The High Cost of Ethanol
The Associated Press issued a damning report on the negative effects of ethanol. Green lobby hardest hit.
One advantage for Iowa in being first on the presidential calendar is that candidates get an earful of talk on rural and agricultural issues. This, among other reasons, is why we have ethanol mandates.
Unfortunately, the “clean, green” energy that promised to eventually wean us off our dependence on foreign oil has turned out to be neither clean nor green. According to a lengthy Associated Press report on the subject, for example, over 1.2 million acres of formerly pristine prairie in Nebraska and the Dakotas have been plowed under for cornfields. Farmers are now eschewing modest conservation payments in favor of chasing a corn market where prices top $7 a bushel, leaving observers to bemoan the “raping [of] the land” and the “ecological disaster” ethanol has created.

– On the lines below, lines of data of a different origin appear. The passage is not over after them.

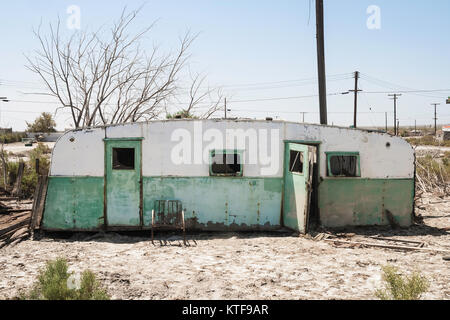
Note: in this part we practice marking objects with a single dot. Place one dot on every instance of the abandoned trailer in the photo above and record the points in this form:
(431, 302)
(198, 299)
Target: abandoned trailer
(228, 175)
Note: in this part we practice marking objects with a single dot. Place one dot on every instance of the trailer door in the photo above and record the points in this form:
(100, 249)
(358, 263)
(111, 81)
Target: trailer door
(123, 182)
(298, 175)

With all that new acreage in mainly marginal land being used for crops, additional supplies of nitrogen-rich fertilizer are required. While it helps boost corn yields to some extent, the fertilizer that leaches away from the fields makes its way to local streams that eventually wind their way to the Gulf of Mexico, contributing to an expanding “dead zone” in that body of water. It’s also affected water supplies downstream, with the city of Des Moines, Iowa, asking consumers to curtail their water usage this past summer because of excess nitrogen in two local rivers that supply the city.

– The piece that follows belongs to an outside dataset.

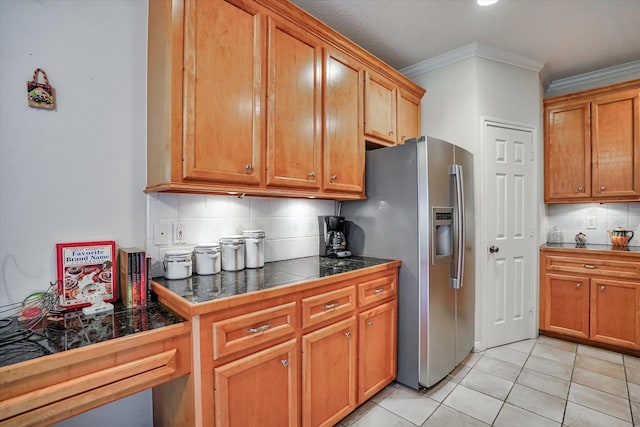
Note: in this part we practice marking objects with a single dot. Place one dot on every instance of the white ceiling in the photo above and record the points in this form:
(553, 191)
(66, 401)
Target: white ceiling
(566, 37)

Yet the EPA, which first mandated the usage of ethanol as a fuel in 2007, is reluctant to curtail its mandated use as a blend for gasoline despite the economic and environmental effects their flawed assumptions have led to. Notably, the Obama administration refuses to give the oil industry a victory. One big change since the ethanol law was passed six years ago is the boom in domestic production, which has kept oil prices low and made ethanol even less attractive price-wise. But farmers have to be able to make a living.
So eliminating or reducing these corn-earmarks would be political suicide for a number of politicians of both parties who represent those states where corn is king. With Obama in office, these regulations are going nowhere.